I hear daily about the economic recession we are in and the enormous debt we have in our country. I also know that something everyone can support is a reduction in taxes. There is substantial evidence, which I won't address here, that supports the reduction in tax rates as a method for actually increasing income to retire debt. But, for current governments to reduce taxes is as difficult as for people to lose weight.

The secret to losing weight is to cut back on what we eat. When we do that, we cut back on the portions of things we eat and give up entirely a lot of those things that are nice to have but contribute to our waist. Even so, we have to ensure we eat what the body needs to stay healthy.

The same is true of governments. Governments must cut back on those expenses. Much of what is spent by governments is like that extra piece of chocolate we eat, or just one more hamburger while we are telling ourselves that we are dieting. Sure, we're dieting alright, well, actually, we are mostly dieting. The "die" and the "ing" parts. We need to wake up to realities and reduce both our intake and our inaction on reducing.

In the area of reducing, chief among the targets for reduction are taxes. We need tax cuts for workers and for businesses. As a 23-year Air Force veteran and officer, I particularly like the "Returning Heroes" tax cut incentive for hiring returning Veterans and Wounded Warriors. I think those who went in harms way for us deserve no less.

But also important for me is education; and in particular, education for our workforce. We need to have safe, healthy, and technologically-advanced schools. I would much rather put money in better education than better ostentation. We need to remove the sweets from our menu while adding the protein and calcium.

Metaphoric protein and calcium for the growth of muscle and bone in our educational system are needed beginning in Kindergarten and passing through the senior year in high school. During my 15 years teaching in work force education it seemed as if we were always begging for the up to date technology so that we could give our students training on the actual equipment they would be expected to use and maintain on the job.

Any help in that area, especially if it can move the administrative and bureaucratic begrudgery out of the way so that schools can get the technology they need, and teachers can teach what the students need to learn, is worth everybody supporting. Our schools, from kindergarten to 12th grade, need to be fully equipped to teach 21st century skills in math, science, and other technical fields.
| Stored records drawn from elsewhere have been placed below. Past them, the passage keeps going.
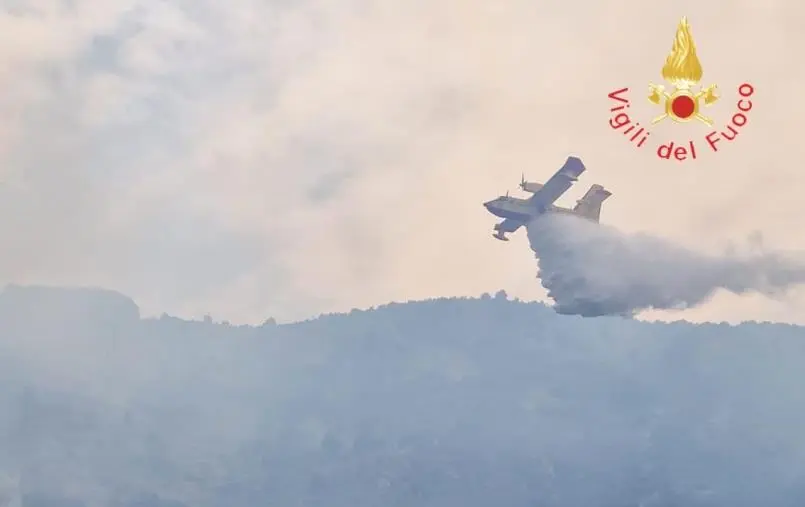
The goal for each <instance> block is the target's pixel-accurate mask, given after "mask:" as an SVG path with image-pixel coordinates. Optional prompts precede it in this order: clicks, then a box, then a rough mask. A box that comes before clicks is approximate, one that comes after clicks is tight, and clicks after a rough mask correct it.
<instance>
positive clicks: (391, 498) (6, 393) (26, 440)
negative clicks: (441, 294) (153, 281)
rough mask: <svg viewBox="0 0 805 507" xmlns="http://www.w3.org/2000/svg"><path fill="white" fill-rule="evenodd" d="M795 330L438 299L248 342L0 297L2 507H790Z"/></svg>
mask: <svg viewBox="0 0 805 507" xmlns="http://www.w3.org/2000/svg"><path fill="white" fill-rule="evenodd" d="M803 372H805V329H803V328H801V327H797V326H791V325H784V324H758V323H747V324H742V325H739V326H729V325H726V324H701V325H695V324H690V323H686V322H675V323H645V322H640V321H636V320H629V319H622V318H615V317H612V318H596V319H583V318H580V317H568V316H560V315H556V314H555V313H554V312H553V311H552V310H551V309H550V308H547V307H546V306H544V305H541V304H533V303H528V304H527V303H521V302H516V301H510V300H507V298H506V297H505V294H503V293H501V294H498V295H496V296H492V297H490V296H484V297H482V298H480V299H437V300H430V301H422V302H412V303H404V304H391V305H386V306H382V307H379V308H377V309H372V310H367V311H353V312H351V313H349V314H345V315H328V316H323V317H320V318H317V319H312V320H310V321H306V322H301V323H295V324H287V325H277V324H276V323H274V322H273V320H268V321H267V322H266V323H265V324H264V325H262V326H256V327H252V326H232V325H225V324H221V323H213V322H211V321H207V322H204V321H201V322H188V321H183V320H180V319H175V318H171V317H167V316H163V317H162V318H159V319H142V318H141V317H140V315H139V310H138V309H137V306H136V305H135V304H134V303H133V302H132V301H131V300H129V299H128V298H126V297H125V296H122V295H119V294H116V293H112V292H102V291H95V290H70V289H49V288H23V287H10V288H7V289H6V291H5V292H3V293H2V294H0V451H1V452H0V506H2V505H4V504H3V502H4V501H5V500H4V498H6V499H8V500H9V501H11V499H12V498H13V497H14V496H15V495H16V496H17V500H19V501H20V502H21V504H20V505H24V506H25V507H67V506H70V507H74V506H82V507H84V506H86V507H88V506H91V505H92V506H95V505H103V506H108V507H114V506H121V507H124V506H125V507H135V506H137V507H167V506H171V507H185V506H186V507H190V506H193V507H196V506H199V507H200V506H211V507H212V506H215V507H220V506H227V507H240V506H243V507H255V506H258V505H270V506H275V505H276V506H291V505H310V506H335V507H341V506H343V507H364V506H365V507H377V506H401V507H413V506H417V507H419V506H428V507H430V506H434V507H435V506H440V507H449V506H461V507H488V506H493V505H500V506H507V507H520V506H523V507H525V506H529V507H534V506H542V507H552V506H556V507H560V506H561V507H581V506H590V507H610V506H611V507H615V506H618V507H632V506H634V507H637V506H642V507H671V506H685V507H696V506H730V507H739V506H747V507H749V506H752V507H756V506H759V505H762V506H764V507H774V506H790V507H800V506H802V505H805V440H803V439H802V428H804V427H805V390H803V389H802V388H801V384H802V380H803V376H805V373H803Z"/></svg>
Local Boards of Education can best decide what they need to teach in order to become, and continue to be, the educational, vocational and job skills development centers that will attract business.

This support must also extend to the other engines of workforce education in our state, the community and technical colleges. We need to support the infrastructure needs of these important institutions. They, too, need the latest in technology on which to train their students for the work force.

Now to the crux of my concern. Usually we talk of the K through 12 system and the community and technical college systems as different entities. For years the bureaucrats have talked about "seamless education." Rarely have they recognized that their self serving ideas have only served to create broader seams. They create these seams by defining what students can not do. I say, we must bridge those seams by saying what students can do. It is only by finding how our children can pave their way to a bright future that we can really succeed as a county, a state, and a nation. To ignore this fact is to play Russian Roulette with our nation's future.